As the largest engagement of the Second World War to take place on German soil, the Battle of Berlin would prove to be the desperate last stand of Hitler's regime; the bloody coda to a war long lost & ultimately the coup de grâce to National Socialism... Seventeen days in the spring of 1945 that would define Europe for decades to come: setting the stage for Cold War confrontation between East and West, and ensuring that Berlin and Germany remain divided for another 45 years.
The encirclement of Berlin by the forces of Stalin’s Red Army, on April 25th 1945, was not the first time that war arrived to the streets of the Nazi capital.

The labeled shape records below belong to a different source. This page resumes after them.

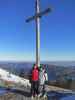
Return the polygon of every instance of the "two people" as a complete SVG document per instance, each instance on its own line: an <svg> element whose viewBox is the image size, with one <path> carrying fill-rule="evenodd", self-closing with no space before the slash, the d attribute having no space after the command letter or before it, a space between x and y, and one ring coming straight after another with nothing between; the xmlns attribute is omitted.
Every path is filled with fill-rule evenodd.
<svg viewBox="0 0 75 100"><path fill-rule="evenodd" d="M33 66L31 74L31 95L46 96L45 81L48 81L48 76L44 66L38 67L36 64Z"/></svg>

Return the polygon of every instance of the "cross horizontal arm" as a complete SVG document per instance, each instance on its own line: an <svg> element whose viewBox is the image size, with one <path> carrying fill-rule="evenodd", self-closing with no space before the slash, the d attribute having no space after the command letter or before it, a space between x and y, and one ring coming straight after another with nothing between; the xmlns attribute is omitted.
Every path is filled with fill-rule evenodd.
<svg viewBox="0 0 75 100"><path fill-rule="evenodd" d="M50 11L51 11L51 8L47 8L46 10L44 10L44 11L42 11L42 12L40 12L40 13L37 13L37 14L35 14L34 16L29 17L29 18L26 20L26 22L30 22L30 21L32 21L32 20L38 18L38 17L42 17L43 15L49 13Z"/></svg>

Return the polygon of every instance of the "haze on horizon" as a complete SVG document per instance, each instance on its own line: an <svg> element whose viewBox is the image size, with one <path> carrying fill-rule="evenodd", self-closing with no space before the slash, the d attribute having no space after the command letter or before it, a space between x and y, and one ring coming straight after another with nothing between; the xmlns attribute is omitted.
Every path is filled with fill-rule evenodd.
<svg viewBox="0 0 75 100"><path fill-rule="evenodd" d="M41 60L75 60L75 0L40 0L41 10L53 11L41 19ZM0 61L35 60L35 0L0 1Z"/></svg>

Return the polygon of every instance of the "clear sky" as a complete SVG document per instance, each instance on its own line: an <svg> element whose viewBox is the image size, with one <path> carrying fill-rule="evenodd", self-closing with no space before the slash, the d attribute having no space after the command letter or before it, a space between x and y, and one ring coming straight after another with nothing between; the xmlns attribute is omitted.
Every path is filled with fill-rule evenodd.
<svg viewBox="0 0 75 100"><path fill-rule="evenodd" d="M75 60L75 0L40 0L41 60ZM0 60L35 60L35 0L0 0Z"/></svg>

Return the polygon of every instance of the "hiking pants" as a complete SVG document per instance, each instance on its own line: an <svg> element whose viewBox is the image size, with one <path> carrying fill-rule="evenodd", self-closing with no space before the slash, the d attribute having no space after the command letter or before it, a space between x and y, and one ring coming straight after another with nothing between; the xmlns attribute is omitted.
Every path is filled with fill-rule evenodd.
<svg viewBox="0 0 75 100"><path fill-rule="evenodd" d="M38 81L32 81L31 83L31 95L38 95Z"/></svg>

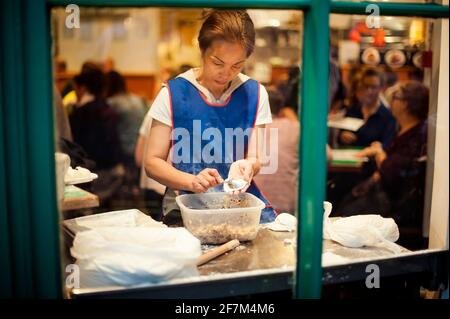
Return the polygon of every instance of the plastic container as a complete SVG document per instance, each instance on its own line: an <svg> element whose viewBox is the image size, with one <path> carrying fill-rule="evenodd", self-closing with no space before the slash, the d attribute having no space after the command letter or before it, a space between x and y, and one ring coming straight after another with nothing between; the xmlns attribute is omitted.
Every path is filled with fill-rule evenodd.
<svg viewBox="0 0 450 319"><path fill-rule="evenodd" d="M176 197L184 226L202 244L222 244L232 239L256 238L265 204L256 196L243 193L187 194Z"/></svg>

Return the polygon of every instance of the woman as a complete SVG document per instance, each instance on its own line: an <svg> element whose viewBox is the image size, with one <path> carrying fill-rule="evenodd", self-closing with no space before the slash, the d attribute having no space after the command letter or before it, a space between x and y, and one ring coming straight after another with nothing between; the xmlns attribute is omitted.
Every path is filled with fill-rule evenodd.
<svg viewBox="0 0 450 319"><path fill-rule="evenodd" d="M372 211L393 217L399 226L421 227L428 95L428 89L417 81L398 86L391 110L400 130L386 150L377 141L358 154L373 157L377 170L352 190L352 198L339 208L340 213Z"/></svg>
<svg viewBox="0 0 450 319"><path fill-rule="evenodd" d="M387 147L395 136L396 123L380 100L383 74L375 68L367 68L356 79L360 79L355 92L359 103L352 105L345 116L363 119L364 125L356 132L342 131L339 142L342 145L366 147L380 141Z"/></svg>
<svg viewBox="0 0 450 319"><path fill-rule="evenodd" d="M275 211L252 182L261 167L258 130L232 137L231 142L226 138L230 132L264 128L272 120L267 91L240 73L254 49L253 22L245 10L212 10L198 41L202 66L169 80L150 109L153 123L144 161L146 172L170 189L163 203L165 214L176 209L173 190L221 191L228 176L247 182L239 192L262 199L266 208L261 222L272 221Z"/></svg>

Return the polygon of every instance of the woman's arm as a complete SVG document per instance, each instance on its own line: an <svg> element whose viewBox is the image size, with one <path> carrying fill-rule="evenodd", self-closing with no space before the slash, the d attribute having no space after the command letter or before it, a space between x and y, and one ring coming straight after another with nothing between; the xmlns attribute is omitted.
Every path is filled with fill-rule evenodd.
<svg viewBox="0 0 450 319"><path fill-rule="evenodd" d="M167 162L170 150L171 127L153 120L145 156L147 175L172 189L205 192L222 182L215 169L204 169L198 175L182 172Z"/></svg>
<svg viewBox="0 0 450 319"><path fill-rule="evenodd" d="M142 166L143 156L144 156L144 146L145 146L145 137L139 135L138 140L136 142L136 148L134 149L134 162L137 167Z"/></svg>
<svg viewBox="0 0 450 319"><path fill-rule="evenodd" d="M265 132L265 134L262 134L265 129L265 124L255 126L250 137L248 153L245 159L252 164L252 177L257 175L259 173L259 170L261 169L260 158L262 157L262 152L264 150L263 145L266 142L264 140L264 137L267 137L267 132Z"/></svg>

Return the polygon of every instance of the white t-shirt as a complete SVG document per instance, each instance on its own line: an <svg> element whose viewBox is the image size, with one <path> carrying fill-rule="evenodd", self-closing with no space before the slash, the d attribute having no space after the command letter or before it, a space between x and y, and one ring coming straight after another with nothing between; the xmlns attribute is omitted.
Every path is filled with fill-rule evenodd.
<svg viewBox="0 0 450 319"><path fill-rule="evenodd" d="M182 77L191 82L200 92L203 93L203 95L206 97L206 100L210 103L226 102L226 100L230 97L231 93L233 93L234 90L236 90L239 86L250 79L247 75L239 73L238 76L231 82L230 87L222 94L219 99L216 99L207 88L198 83L194 70L195 69L190 69L180 74L178 77ZM153 101L149 113L152 118L168 126L172 126L172 117L170 112L169 89L167 88L166 84L163 84L163 87ZM259 105L255 125L263 125L269 123L272 123L269 95L267 94L264 86L259 84Z"/></svg>

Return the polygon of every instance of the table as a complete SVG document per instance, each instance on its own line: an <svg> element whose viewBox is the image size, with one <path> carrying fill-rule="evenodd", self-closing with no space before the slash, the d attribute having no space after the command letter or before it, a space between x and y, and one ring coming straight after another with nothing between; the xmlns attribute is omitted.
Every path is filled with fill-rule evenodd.
<svg viewBox="0 0 450 319"><path fill-rule="evenodd" d="M295 240L294 233L261 229L253 242L243 243L200 266L198 277L139 288L74 289L71 298L217 298L290 290L296 267ZM440 273L439 281L446 282L446 271L442 269L448 269L448 251L402 249L401 254L394 255L382 248L353 249L324 240L323 252L349 259L323 267L324 285L364 280L370 263L380 267L382 276Z"/></svg>

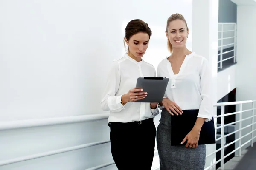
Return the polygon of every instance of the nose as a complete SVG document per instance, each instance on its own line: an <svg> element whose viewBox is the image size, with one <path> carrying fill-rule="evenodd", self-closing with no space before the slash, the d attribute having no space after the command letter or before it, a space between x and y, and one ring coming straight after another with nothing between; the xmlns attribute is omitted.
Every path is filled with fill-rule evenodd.
<svg viewBox="0 0 256 170"><path fill-rule="evenodd" d="M178 32L177 33L177 38L180 38L180 33Z"/></svg>
<svg viewBox="0 0 256 170"><path fill-rule="evenodd" d="M143 51L143 44L141 44L139 46L139 50L140 51Z"/></svg>

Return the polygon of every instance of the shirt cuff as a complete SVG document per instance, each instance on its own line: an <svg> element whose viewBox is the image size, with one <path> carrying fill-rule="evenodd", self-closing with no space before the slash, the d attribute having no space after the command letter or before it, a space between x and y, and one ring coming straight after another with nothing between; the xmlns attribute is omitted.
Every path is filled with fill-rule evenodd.
<svg viewBox="0 0 256 170"><path fill-rule="evenodd" d="M197 116L198 117L201 117L202 118L206 118L205 122L209 122L212 120L213 116L210 116L208 115L204 115L202 114L198 114Z"/></svg>
<svg viewBox="0 0 256 170"><path fill-rule="evenodd" d="M121 97L122 96L119 96L108 99L108 105L111 111L119 112L125 108L124 106L121 103Z"/></svg>

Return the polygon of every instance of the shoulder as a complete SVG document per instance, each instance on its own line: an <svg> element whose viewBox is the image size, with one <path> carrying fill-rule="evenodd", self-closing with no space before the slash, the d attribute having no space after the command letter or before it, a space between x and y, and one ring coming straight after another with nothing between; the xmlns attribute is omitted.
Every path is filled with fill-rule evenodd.
<svg viewBox="0 0 256 170"><path fill-rule="evenodd" d="M122 57L119 59L113 60L111 64L111 69L113 71L119 71L120 69L120 64L125 61L125 57Z"/></svg>
<svg viewBox="0 0 256 170"><path fill-rule="evenodd" d="M166 65L166 61L168 61L166 58L164 58L161 60L157 66L157 69L159 69L160 68L164 68L165 66Z"/></svg>
<svg viewBox="0 0 256 170"><path fill-rule="evenodd" d="M125 57L122 57L120 58L119 59L113 60L113 63L120 64L122 62L125 61L126 60L126 59Z"/></svg>
<svg viewBox="0 0 256 170"><path fill-rule="evenodd" d="M147 66L148 66L149 68L155 69L154 67L153 64L150 64L149 62L146 62L145 60L143 60L144 63Z"/></svg>
<svg viewBox="0 0 256 170"><path fill-rule="evenodd" d="M208 64L208 61L204 57L194 52L192 54L194 60L199 63L201 64Z"/></svg>

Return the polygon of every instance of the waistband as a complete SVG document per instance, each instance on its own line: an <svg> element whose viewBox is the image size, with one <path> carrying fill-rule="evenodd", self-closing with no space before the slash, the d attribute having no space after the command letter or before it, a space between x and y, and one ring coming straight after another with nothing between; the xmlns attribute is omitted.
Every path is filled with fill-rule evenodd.
<svg viewBox="0 0 256 170"><path fill-rule="evenodd" d="M108 123L108 125L142 125L144 124L148 124L154 122L154 118L148 118L146 119L140 121L134 121L130 122L122 123L119 122L111 122Z"/></svg>

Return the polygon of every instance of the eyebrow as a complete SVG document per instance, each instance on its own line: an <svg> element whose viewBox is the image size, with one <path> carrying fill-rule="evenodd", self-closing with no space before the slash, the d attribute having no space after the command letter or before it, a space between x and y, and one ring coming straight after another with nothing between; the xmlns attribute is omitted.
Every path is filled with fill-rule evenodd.
<svg viewBox="0 0 256 170"><path fill-rule="evenodd" d="M180 28L180 29L179 29L179 30L182 30L182 29L185 29L185 28ZM176 31L176 29L171 29L171 30L174 30L174 31Z"/></svg>
<svg viewBox="0 0 256 170"><path fill-rule="evenodd" d="M132 40L136 41L136 42L140 42L140 41L137 41L137 40ZM145 41L144 42L148 42L148 41L149 41L149 40Z"/></svg>

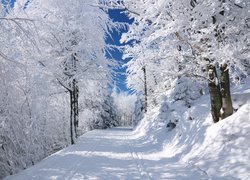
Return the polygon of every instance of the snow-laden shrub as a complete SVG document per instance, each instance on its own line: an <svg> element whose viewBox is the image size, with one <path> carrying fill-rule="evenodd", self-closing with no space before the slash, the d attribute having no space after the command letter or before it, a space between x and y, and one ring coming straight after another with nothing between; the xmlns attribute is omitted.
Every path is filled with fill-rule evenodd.
<svg viewBox="0 0 250 180"><path fill-rule="evenodd" d="M169 98L171 101L184 101L186 106L192 105L192 102L203 94L202 85L188 77L180 77L173 81Z"/></svg>

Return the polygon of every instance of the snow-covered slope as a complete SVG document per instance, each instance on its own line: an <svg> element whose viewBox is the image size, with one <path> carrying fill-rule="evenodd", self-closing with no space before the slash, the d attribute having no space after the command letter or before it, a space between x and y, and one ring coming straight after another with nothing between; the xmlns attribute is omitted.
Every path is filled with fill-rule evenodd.
<svg viewBox="0 0 250 180"><path fill-rule="evenodd" d="M206 95L189 108L181 101L164 102L143 119L137 135L150 138L163 155L195 167L208 179L250 179L250 89L239 89L232 95L237 112L216 124ZM178 123L167 132L169 121Z"/></svg>
<svg viewBox="0 0 250 180"><path fill-rule="evenodd" d="M233 92L232 116L216 124L209 96L164 101L132 131L95 130L76 145L6 179L250 179L250 89ZM176 128L166 128L167 122Z"/></svg>

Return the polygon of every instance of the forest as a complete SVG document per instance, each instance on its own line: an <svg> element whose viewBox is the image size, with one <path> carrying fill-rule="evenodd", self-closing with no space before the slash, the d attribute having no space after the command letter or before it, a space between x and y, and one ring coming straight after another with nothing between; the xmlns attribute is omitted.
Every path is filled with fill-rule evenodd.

Nor could it be said that the opening volleys of Soviet artillery hitting the city on April 20th were the start of Berlin’s physical ruin.
The Battle of Berlin, in many ways, began much earlier.
Capable of inflicting a measure of carnage unprecedented before the early 20th century, the air fleets of the British Royal Air Force and United States Army Air Force had been repeatedly pounding the city since 1940.
Five years before the arrival of Soviet ground forces.
Gradually reducing the blackened heart of the Third Reich to smouldering rubble.
With geography and technology more often than not limiting conflict to the frontiers of any belligerent state – never before in human history had the capital of an enemy power been subjected to so much; and from such a distance.